Arbovirose la plus répandue, la dengue est présente en zone
intertropicale dans plus de 100 pays. Elle connait une progression
exponentielle du nombre de cas et une extension géographique
inexorable. En 2013, on estimait que 40 à 50 % de la population
mondiale vivait en zone à risque (présence du vecteur Aedes). Avec
annuellement 390 millions d’infections, 96 millions de formes
symptomatiques dont 500 000 hospitalisations et 20 000 décès, elle
représente un coût économique et social majeur et constitue une
menace croissante pour la santé et la sécurité transfusionnelle. Le
virus possède 4 sérotypes DENV-1 à 4. L’infection immunise contre
le sérotype responsable (mais pas contre les autres) d’où la
possibilité d’une nouvelle infection par un sérotype
différent.
Pour rappel, la dengue « classique » se caractérise après 2 à
7 jours d’incubation par l’apparition d’une forte fièvre souvent
accompagnée de maux de tête, de nausées, de vomissements, de
douleurs articulaires et musculaires et d’une éruption cutanée
ressemblant à celle de la rougeole. Au bout de 3 à 4 jours, une
brève rémission est observée. Puis les symptômes s’intensifient et
des hémorragies conjonctivales, des saignements de nez ou des
ecchymoses peuvent survenir avant de régresser rapidement au bout
d’une semaine. La dengue classique, bien que fort invalidante,
n’est pas considérée comme une maladie sévère comme l’est la dengue
hémorragique qui représente environ 1% des cas de dengue dans le
monde.
La Réunion compte 850 000 habitants et connait des périodes
d’épidémies parfois massives (en 1977-1978) et de transmission
sporadique (2005-2015). Dernièrement, une modification de
l’épidémiologie est intervenue : la transmission s’est poursuivie
pour la 1ère fois pendant l’hiver austral 2017-18, ce qui a
conduit à une explosion épidémique. Ainsi, 97 cas ont été confirmés
en 2017 contre 6 667 à sérotype 2 en 2018 (et 25 000 cas
cliniquement évocateurs), 148 hospitalisations (dont 24 cas sévères
et 6 décès).
Quelle va être l’évolution de la dengue en 2019 et peut-on
anticiper une 2ème vague épidémique ? La
population reste peu immunisée et les facteurs climatiques (hiver
2018 anormalement chaud) sont propices à la transmission.
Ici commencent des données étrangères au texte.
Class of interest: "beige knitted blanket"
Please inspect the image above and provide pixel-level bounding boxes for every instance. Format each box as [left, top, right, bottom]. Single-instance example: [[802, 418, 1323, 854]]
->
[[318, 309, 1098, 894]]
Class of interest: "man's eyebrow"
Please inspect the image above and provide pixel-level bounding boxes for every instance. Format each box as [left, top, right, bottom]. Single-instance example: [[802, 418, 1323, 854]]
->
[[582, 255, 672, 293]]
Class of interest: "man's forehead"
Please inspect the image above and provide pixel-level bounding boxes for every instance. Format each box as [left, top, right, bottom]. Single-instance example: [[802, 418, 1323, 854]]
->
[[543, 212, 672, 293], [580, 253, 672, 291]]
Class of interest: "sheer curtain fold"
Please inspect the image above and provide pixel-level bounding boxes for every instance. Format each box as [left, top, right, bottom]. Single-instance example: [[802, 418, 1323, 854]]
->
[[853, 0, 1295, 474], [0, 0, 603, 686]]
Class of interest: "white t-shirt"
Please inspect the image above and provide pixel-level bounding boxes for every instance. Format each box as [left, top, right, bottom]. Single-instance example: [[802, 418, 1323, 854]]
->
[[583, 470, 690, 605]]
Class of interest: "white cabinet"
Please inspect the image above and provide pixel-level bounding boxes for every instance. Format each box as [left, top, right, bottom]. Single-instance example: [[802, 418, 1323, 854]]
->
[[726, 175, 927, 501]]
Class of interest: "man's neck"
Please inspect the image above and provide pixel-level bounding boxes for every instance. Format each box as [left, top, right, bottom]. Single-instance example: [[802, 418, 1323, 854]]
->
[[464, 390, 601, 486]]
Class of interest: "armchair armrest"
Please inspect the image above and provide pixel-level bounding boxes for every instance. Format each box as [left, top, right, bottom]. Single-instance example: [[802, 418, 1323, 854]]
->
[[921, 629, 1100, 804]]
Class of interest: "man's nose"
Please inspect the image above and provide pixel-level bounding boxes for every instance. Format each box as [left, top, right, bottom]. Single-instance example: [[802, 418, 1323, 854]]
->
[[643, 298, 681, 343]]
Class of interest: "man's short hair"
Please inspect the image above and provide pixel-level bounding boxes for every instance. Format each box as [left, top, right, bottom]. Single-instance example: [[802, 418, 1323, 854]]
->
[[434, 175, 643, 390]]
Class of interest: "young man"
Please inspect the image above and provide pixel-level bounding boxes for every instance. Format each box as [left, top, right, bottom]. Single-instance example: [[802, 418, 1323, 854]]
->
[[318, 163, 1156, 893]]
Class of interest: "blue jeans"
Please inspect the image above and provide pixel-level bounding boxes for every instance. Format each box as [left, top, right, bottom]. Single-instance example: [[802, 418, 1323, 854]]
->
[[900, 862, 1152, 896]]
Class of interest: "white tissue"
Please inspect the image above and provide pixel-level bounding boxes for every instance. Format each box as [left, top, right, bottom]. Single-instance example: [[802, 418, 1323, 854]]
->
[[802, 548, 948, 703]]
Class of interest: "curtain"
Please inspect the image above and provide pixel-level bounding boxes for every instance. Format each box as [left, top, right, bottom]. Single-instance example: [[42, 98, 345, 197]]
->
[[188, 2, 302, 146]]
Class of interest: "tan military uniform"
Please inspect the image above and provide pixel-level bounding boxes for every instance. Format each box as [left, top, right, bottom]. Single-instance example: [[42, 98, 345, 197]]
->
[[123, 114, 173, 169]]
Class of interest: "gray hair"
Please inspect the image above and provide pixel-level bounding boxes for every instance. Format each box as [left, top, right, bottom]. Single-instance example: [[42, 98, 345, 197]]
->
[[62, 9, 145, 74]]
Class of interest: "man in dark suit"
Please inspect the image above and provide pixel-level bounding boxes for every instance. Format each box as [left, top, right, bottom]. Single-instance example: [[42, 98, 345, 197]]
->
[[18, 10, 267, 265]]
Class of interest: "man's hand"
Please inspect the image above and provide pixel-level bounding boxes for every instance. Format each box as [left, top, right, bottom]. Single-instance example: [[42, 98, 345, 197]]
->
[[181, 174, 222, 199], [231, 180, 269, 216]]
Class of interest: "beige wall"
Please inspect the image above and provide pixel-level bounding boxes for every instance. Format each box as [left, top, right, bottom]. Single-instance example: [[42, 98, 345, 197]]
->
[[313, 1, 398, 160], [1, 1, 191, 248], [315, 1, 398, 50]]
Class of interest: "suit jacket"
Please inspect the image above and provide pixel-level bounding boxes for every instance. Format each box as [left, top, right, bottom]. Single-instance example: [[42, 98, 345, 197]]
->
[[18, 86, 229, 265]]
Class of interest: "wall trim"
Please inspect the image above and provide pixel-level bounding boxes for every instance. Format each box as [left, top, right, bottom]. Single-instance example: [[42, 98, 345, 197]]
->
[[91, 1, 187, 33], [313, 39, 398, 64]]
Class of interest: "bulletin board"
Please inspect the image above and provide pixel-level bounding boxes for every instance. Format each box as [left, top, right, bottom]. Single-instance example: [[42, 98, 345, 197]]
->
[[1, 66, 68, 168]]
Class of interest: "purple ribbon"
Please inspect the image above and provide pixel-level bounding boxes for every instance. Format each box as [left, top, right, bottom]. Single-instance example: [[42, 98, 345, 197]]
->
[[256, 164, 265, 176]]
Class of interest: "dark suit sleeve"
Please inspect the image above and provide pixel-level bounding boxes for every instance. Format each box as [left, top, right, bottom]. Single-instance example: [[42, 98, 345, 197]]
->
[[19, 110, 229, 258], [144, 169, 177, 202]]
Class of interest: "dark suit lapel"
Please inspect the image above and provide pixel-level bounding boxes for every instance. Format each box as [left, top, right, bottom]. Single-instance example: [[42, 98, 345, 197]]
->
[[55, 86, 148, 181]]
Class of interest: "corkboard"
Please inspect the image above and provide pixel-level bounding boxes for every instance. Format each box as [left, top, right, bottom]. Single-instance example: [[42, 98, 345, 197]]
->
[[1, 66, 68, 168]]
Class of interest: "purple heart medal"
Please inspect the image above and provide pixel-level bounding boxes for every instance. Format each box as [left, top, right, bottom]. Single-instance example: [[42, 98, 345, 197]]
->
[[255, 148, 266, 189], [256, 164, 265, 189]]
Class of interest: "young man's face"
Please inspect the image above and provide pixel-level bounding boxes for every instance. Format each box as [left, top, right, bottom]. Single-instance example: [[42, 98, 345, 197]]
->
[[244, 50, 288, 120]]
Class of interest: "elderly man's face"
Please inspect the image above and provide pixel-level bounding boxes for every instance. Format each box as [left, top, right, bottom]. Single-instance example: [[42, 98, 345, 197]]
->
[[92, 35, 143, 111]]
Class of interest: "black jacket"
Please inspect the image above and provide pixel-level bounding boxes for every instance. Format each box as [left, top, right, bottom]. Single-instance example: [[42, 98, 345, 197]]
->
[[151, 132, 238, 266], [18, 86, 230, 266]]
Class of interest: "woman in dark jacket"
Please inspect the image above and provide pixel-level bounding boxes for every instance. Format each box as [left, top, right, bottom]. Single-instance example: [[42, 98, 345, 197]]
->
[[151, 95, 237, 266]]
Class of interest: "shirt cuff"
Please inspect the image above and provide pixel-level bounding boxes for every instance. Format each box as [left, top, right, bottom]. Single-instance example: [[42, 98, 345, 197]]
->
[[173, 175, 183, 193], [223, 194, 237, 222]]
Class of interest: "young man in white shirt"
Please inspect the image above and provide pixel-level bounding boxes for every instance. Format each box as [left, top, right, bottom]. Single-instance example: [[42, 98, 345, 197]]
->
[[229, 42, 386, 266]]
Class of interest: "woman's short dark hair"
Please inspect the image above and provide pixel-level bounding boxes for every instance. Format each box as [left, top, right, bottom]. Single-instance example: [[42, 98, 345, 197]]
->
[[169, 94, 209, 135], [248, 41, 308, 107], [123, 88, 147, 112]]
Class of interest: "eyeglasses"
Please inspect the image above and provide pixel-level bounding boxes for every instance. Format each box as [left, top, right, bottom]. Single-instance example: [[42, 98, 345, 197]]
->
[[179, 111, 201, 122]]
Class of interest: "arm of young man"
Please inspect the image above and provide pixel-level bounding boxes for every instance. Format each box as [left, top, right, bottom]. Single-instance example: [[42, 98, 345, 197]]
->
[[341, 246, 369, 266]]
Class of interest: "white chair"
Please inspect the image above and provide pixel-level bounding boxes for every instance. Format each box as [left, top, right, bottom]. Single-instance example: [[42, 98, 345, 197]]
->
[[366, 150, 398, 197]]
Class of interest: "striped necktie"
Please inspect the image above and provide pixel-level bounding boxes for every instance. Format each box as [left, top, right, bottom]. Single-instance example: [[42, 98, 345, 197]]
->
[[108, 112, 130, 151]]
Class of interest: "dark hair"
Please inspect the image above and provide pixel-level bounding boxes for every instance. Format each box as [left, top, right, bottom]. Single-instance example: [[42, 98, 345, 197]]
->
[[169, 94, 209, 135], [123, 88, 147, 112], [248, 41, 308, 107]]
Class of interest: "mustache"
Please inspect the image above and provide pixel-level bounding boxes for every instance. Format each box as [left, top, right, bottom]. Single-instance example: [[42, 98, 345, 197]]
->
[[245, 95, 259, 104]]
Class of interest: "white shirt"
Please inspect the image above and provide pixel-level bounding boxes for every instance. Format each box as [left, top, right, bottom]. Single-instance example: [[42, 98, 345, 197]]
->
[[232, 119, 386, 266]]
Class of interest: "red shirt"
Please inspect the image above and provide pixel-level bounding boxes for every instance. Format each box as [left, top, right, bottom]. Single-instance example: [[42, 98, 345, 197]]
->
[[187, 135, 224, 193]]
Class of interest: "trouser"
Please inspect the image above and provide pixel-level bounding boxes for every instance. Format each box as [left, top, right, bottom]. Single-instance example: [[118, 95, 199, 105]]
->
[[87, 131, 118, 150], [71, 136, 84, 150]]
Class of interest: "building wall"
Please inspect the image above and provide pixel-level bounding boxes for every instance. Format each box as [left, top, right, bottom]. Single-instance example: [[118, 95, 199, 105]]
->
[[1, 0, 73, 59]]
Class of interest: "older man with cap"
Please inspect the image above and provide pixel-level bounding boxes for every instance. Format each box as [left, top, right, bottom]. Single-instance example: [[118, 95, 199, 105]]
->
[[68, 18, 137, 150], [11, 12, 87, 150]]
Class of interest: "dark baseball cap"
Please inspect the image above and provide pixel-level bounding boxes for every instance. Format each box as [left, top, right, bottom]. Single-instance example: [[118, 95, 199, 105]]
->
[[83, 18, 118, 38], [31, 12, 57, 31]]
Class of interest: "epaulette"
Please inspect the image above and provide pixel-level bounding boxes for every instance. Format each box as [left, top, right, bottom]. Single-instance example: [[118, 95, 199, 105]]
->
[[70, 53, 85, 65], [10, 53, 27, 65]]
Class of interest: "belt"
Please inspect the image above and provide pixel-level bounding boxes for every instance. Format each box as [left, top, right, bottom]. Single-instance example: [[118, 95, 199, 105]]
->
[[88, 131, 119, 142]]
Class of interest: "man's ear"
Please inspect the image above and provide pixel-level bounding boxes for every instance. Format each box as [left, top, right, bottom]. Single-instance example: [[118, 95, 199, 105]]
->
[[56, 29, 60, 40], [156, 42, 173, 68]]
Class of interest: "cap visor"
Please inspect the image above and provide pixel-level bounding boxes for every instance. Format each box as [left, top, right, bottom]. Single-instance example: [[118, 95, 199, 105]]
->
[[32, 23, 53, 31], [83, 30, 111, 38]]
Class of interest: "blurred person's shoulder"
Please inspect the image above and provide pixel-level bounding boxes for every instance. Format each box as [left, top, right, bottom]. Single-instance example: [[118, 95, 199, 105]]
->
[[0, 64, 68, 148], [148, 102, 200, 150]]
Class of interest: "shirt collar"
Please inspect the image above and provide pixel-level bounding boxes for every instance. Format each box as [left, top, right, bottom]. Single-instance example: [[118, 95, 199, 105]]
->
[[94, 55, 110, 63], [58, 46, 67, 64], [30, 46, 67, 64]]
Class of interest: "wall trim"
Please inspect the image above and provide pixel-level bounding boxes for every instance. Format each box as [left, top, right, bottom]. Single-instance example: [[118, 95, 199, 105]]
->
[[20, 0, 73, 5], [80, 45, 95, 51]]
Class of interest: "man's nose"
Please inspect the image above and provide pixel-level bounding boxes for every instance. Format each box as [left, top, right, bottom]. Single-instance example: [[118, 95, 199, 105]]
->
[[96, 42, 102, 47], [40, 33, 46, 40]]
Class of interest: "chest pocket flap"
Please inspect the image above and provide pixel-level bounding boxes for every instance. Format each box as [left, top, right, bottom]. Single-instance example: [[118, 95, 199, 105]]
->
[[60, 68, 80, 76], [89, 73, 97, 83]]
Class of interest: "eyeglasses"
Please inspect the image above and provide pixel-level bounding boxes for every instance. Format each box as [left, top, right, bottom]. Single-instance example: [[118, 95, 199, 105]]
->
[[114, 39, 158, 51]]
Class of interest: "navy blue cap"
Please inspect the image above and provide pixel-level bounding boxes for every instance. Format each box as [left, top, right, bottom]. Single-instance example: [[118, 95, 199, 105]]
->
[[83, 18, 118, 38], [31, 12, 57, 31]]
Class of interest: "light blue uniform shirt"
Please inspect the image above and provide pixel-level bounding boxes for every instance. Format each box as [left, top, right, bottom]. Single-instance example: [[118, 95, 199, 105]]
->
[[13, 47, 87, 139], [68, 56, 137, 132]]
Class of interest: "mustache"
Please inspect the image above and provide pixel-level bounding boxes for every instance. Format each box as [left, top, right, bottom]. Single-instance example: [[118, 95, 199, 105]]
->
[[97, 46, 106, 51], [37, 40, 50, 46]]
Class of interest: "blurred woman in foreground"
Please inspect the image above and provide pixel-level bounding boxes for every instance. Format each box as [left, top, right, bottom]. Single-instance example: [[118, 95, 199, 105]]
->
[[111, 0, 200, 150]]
Santé Publique France a sollicité l’Unité de Modélisation
Mathématique des Maladies Infectieuses de l’Institut Pasteur.
Différents modèles ont été testé, considérant les températures, les
précipitations, le taux de détection, l’intervalle
intergénérationnel et l’immunité dans la population. Tous prédisent
que la seconde vague sera plus importante que la première.